Be sure there’s a clear-cut coordination-of-benefits policy in all of your plan documents. Normally, when a plan contains no instructions for coordination of benefits, it’s expected to pay first. Two key areas to check –
1. Make sure there’s a statement that says only the amount actually compensated by each plan will be charged against the maximum benefit, and
2. Make certain that the order of benefits determination spells out which plan pays first for a covered child when the worker is divorced from his or her spouse.
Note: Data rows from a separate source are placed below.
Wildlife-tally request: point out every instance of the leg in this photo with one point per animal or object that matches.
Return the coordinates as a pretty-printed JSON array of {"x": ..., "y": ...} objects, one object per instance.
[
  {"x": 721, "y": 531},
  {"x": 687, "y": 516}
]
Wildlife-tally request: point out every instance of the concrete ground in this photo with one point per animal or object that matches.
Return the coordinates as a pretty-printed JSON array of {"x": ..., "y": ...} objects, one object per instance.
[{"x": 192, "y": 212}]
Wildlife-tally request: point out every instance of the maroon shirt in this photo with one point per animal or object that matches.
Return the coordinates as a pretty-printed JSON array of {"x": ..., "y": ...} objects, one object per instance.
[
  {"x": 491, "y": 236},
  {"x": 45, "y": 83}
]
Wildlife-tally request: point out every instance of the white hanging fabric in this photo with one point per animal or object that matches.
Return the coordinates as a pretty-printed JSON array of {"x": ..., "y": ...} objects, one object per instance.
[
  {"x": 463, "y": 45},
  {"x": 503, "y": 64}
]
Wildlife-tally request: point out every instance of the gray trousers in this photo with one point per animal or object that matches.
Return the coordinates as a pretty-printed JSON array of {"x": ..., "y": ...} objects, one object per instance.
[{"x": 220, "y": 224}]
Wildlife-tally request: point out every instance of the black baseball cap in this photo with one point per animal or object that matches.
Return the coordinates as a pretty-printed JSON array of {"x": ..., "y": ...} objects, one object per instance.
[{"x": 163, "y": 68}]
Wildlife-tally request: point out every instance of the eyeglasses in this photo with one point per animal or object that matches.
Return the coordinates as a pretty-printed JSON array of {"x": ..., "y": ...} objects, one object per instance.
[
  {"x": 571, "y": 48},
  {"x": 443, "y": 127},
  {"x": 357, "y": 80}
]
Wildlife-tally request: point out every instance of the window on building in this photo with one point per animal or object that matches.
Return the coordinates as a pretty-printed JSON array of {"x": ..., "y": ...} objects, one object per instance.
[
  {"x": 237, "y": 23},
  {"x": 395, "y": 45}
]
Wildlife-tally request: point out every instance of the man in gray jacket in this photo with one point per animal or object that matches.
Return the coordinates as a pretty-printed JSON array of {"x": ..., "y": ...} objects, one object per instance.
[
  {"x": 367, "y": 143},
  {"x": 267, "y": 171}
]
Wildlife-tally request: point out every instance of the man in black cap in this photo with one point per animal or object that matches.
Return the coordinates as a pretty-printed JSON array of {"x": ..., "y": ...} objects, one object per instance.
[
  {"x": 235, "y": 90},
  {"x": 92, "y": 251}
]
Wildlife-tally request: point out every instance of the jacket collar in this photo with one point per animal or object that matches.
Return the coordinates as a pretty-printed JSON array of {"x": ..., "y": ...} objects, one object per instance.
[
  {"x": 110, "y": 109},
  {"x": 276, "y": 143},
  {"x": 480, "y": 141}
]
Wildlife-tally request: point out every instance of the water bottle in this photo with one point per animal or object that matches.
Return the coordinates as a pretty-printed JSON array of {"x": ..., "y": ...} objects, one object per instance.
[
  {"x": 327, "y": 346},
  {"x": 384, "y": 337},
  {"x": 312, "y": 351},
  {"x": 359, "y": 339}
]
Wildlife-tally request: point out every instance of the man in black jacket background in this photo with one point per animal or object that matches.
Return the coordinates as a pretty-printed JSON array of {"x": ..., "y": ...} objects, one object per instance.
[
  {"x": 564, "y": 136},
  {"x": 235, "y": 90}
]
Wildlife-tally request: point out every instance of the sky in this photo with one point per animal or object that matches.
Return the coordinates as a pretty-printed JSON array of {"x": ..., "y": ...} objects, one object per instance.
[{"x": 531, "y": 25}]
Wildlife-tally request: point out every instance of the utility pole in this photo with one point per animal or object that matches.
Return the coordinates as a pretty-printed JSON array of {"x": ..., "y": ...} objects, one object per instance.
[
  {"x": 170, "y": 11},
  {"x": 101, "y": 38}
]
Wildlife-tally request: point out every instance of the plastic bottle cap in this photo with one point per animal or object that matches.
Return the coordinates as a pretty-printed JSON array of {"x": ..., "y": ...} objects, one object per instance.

Similarly, if your firm offers domestic partner coverage, be certain there’s a coordination-of-benefits statement for dependent and non-dependent partners.
Three best practices
On an ongoing basis, you can cut your lawsuit risk by 75 percent if you –
gather all materials related to specific plans into a binder, including renewal letters from vendors and materials distributed to employees
perform a yearly self-audit, checking to see if plan-document wording matches your current policies, and
pay special attention to keeping benefits descriptions up to date.
Reminder – If you don’t have a formal plan document, your contract with the vendor legally serves as the “control document” for the plan. By law, all workers must have access to the plan document and be notified in writing of any alterations, including minor ones.